There were 13 staff interviews conducted with 14 staff members, including GPs, nurses, and practice managers. These discussions provided valuable insights into implementation challenges, perceived impacts on patient engagement, and reflections on sustainability. Interviewees were recruited through staff survey respondents indicating consent to be contacted to take part in an interview, and conducted online or by telephone, with flexibility to accommodate participants’ preferences and ethical safeguards in place to ensure informed consent and sensitivity to trauma-related topics. The patient and staff interview discussion guides are available in the technical annex of this report.

Theory of Change Workshop

The final stage of the evaluation was a Theory of Change workshop held in November 2025. This half-day session brought together Scottish Government officials, GP representatives, and HSCP stakeholders to review emerging findings, test the assumptions underpinning IHAGP’s Theory of Change, and co-produce a revised model. Interactive exercises and breakout discussions optimised inclusive participation.

Approach to Analysis

Survey data were analysed using descriptive statistics and cross-tabulations to identify patterns across respondent groups. Interviews were recorded and transcribed, and qualitative data from interviews and the workshop were thematically coded enabling the identification of recurring themes, illustrative quotes, and divergent perspectives. Both survey data and interview data were analysed using Quirkos.

Limitations

Despite the strengths of this design, several limitations should be acknowledged. Engagement was voluntary, introducing a risk of self-selection bias. The results of the staff surveys represent the views of those who participated in the evaluation and may not be representative of the view of all staff in all IHAGP practices.

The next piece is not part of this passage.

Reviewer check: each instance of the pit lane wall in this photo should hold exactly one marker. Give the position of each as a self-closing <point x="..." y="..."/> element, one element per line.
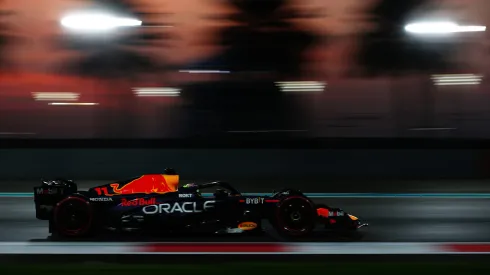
<point x="244" y="248"/>
<point x="230" y="164"/>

Survey respondents were asked to answer questions about themes their practice had worked on; from implementation data gathered through the monitoring form aspect of the staff survey these were 43% of practices worked on Theme 1, 51% of practice worked on Theme 2, and 91% worked on Theme 3. Additionally, the 58 patient responses may not be presentative of the views of all patients. Time constraints limited the depth of engagement with harder-to-reach groups, and while translation and telephone support were provided, some digitally excluded individuals and those with complex needs may remain underrepresented. Monitoring data also varied in completeness and consistency across practices, which restricted comparability. These limitations have been considered in interpreting findings and shaping recommendations.